In fact, it could be longer. One of the parking trade bodies, the International Parking Community, gives its members up to six months to apply to track down an owner’s details. And to be absolutely watertight, you’d have to keep tickets for six years, as that’s how long companies have to chase you under the statute of limitations, which sets out time limits within which a court action must take place.
At the end of the day, though, this is about weighing up the risk, and if you park every day, you may not want to be filing six years’ worth of tickets.
But there are ways you can make storing tickets easier – for example:
- Keep an old envelope in your car to store your stash of old tickets. Then when it’s stuffed, empty it into a drawer, cupboard or anywhere you’ll be able to find ’em.
- Before you finally get rid of your tickets, snap a photo of them. That way if you’re chased later you do have some proof.

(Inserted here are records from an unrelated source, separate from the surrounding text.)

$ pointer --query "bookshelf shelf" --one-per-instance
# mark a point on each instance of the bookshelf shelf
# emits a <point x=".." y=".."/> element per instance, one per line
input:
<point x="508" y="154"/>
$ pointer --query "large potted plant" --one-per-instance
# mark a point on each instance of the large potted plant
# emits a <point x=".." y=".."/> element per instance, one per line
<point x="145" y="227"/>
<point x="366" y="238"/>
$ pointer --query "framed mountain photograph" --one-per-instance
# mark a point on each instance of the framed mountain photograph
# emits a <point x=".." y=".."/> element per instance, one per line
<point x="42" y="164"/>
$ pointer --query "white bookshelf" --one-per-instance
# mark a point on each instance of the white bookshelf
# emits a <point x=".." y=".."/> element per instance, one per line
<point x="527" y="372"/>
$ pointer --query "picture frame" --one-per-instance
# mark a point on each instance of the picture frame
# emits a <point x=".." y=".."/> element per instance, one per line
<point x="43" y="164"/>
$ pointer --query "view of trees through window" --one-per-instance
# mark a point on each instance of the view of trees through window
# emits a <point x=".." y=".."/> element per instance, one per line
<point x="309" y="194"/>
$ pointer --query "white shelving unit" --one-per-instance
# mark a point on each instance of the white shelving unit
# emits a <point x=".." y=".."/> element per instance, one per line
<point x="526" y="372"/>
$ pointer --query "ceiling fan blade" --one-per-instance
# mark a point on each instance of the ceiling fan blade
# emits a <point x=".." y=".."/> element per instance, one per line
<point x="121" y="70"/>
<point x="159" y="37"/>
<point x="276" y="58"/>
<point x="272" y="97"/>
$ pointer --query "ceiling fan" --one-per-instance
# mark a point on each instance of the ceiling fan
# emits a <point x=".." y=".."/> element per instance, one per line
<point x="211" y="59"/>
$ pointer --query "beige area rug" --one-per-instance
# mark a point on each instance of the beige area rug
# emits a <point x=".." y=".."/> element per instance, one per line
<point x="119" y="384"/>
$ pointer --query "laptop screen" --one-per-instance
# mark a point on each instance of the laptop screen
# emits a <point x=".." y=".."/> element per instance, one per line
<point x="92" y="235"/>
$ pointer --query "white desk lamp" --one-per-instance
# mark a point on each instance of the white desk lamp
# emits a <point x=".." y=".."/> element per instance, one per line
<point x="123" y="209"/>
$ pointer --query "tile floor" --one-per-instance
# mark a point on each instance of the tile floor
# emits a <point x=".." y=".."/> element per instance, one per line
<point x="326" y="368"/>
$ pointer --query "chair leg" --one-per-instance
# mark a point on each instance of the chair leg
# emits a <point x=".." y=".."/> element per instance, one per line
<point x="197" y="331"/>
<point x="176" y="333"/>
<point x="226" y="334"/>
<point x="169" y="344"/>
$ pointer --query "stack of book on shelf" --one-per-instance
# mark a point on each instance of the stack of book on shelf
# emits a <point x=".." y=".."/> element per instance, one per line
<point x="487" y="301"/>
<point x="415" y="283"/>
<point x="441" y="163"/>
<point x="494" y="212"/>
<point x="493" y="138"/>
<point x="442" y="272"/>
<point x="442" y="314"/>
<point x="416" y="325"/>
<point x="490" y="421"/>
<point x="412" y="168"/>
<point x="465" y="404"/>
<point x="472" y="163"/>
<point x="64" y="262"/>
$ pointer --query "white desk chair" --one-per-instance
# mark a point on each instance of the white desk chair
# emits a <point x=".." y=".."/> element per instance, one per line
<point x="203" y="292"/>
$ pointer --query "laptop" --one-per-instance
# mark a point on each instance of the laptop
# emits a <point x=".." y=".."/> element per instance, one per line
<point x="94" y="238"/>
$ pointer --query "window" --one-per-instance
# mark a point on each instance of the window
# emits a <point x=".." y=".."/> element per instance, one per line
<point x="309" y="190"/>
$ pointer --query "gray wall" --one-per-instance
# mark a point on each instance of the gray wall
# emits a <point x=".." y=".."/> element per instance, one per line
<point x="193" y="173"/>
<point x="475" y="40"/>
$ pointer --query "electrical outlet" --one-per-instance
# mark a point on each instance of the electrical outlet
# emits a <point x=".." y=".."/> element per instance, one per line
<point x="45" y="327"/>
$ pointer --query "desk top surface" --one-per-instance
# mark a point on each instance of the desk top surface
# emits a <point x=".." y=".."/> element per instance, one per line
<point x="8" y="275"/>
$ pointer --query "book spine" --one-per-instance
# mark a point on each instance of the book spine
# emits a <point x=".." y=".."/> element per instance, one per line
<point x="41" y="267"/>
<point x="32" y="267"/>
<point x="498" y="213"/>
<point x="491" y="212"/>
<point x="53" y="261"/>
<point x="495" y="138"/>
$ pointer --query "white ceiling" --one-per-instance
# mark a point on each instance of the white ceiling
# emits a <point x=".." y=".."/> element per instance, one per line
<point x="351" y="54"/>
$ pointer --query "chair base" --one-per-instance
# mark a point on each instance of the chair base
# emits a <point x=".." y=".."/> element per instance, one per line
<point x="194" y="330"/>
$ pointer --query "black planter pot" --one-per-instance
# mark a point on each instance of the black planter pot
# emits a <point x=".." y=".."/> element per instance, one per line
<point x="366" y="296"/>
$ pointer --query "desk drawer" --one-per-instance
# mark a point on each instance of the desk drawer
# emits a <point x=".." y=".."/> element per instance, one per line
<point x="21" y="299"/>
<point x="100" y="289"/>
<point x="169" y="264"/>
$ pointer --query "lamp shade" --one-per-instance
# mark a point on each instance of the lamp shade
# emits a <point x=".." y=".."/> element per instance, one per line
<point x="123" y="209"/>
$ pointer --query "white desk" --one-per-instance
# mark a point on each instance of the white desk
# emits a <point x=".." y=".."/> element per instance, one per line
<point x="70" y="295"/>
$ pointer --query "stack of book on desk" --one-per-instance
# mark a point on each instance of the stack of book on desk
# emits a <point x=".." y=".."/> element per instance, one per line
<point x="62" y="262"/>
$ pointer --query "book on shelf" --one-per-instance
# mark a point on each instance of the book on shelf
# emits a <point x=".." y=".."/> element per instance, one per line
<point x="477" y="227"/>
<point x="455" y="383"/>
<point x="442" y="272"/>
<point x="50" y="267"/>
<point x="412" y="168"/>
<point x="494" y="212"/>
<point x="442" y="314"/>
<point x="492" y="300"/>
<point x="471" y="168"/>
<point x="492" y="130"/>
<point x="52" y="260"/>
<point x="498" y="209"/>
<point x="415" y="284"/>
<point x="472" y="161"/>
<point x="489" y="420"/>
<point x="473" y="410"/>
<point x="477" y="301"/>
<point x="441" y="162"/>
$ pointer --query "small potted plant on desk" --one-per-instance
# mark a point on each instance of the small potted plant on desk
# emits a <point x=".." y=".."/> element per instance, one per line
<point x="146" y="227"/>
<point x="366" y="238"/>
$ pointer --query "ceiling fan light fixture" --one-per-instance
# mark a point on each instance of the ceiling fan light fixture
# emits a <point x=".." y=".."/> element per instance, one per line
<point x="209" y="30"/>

What if I paid by phone or online?
The time lengths will be similar to those above, but the question of evidence is a little trickier. You won’t have a ticket from the machine of course, but with luck there’ll be some proof you paid. Often you’ll be sent a confirmation text or email – if so, make sure you don’t delete these.
If you aren’t sent confirmation – or you’ve lost it – it’s harder to prove you paid. But your credit card or bank statement, while not as specific as a receipt, may still help you argue your case.